Solène Ortoli draws figurative yet irrational spaces — plunging views whose perspectives compete with one another — in which nature seems to domesticate both places and bodies.
Vacant houses, yet inhabited by an inversion of the domestication process; it is now nature that transforms human habitat, through its grassy and arboreal irruption.
Interior and exterior blur into a dialogue of forms and colours. Greenery makes its way indoors, while the outside is furnished with domestic objects. The two spaces communicate through an absence of partition walls, or through large bay windows behind which the intimacy of the figures is exposed by the transparency of the spaces.
These figures explore their animal origins, visited here by a simian silhouette, there caressing a fluid and spectral ichthyic form, or bathing in a liquid element as if to return to the source of a forgotten nature lying in the depths. Others drift in ambiguity: mermaids frozen mid-transition, held in a passage between their two states — animal and human — and their two distinct realms — the world above and the world below — connected by baths resembling burial vaults.
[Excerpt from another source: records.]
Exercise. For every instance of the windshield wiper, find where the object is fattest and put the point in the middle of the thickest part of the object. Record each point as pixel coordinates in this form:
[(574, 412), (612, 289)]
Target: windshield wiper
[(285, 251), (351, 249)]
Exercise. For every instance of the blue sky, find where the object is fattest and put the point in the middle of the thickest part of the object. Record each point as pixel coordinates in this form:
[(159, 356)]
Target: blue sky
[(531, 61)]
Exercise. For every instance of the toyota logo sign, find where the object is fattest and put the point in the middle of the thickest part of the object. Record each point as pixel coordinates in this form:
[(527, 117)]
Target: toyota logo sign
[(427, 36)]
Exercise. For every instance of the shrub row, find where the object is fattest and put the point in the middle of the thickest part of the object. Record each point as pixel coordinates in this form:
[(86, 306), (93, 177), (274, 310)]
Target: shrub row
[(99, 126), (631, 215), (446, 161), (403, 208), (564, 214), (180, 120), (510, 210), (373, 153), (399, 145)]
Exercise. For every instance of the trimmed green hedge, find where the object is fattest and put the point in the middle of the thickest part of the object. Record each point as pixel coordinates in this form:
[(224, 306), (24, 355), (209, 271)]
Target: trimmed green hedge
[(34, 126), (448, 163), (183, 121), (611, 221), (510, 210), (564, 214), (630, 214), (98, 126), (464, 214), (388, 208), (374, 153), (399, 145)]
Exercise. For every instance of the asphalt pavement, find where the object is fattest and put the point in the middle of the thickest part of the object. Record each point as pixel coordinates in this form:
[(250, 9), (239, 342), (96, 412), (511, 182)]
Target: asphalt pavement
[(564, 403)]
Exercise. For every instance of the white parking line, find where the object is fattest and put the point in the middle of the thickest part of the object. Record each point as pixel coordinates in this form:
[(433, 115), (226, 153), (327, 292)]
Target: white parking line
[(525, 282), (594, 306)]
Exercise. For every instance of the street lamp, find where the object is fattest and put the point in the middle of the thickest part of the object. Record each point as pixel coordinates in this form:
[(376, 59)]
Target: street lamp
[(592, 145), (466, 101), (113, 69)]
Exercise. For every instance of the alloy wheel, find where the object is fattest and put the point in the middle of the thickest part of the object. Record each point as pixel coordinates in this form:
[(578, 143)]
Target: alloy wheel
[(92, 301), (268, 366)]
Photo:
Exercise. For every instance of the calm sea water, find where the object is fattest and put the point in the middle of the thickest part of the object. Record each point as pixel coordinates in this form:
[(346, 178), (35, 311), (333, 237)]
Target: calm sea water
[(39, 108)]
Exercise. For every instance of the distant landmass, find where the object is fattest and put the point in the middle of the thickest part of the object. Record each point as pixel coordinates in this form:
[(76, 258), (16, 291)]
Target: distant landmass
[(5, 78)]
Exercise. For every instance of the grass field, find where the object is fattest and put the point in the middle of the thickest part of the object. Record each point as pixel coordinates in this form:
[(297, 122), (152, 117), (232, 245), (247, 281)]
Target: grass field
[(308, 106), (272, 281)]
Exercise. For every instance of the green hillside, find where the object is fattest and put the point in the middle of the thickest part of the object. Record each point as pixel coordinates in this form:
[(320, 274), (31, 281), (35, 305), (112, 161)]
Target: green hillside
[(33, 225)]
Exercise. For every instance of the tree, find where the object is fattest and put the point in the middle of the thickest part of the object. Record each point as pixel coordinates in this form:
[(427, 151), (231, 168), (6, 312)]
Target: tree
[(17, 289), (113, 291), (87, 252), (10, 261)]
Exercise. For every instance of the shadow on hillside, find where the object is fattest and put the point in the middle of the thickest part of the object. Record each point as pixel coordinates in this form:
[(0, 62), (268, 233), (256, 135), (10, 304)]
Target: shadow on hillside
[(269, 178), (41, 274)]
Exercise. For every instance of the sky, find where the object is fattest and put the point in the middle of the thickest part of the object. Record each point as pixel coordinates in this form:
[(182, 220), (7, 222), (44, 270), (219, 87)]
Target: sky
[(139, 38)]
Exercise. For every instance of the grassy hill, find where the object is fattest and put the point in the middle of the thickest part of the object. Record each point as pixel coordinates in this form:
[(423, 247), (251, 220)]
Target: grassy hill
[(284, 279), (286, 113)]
These water surfaces reflect another world, as do the monolithic beds — that threshold between dream and waking — and the inclined mirrors that open as many loopholes toward an inverted world, much like the "House of the Mirror" of Lewis Carroll's Alice.
With the mirror, Solène handles reflection as a material, giving shape to unsuspected landscapes. This mirror transforms and deepens our reality, overturns its horizon, and reveals to our eyes the image of our own deeper nature.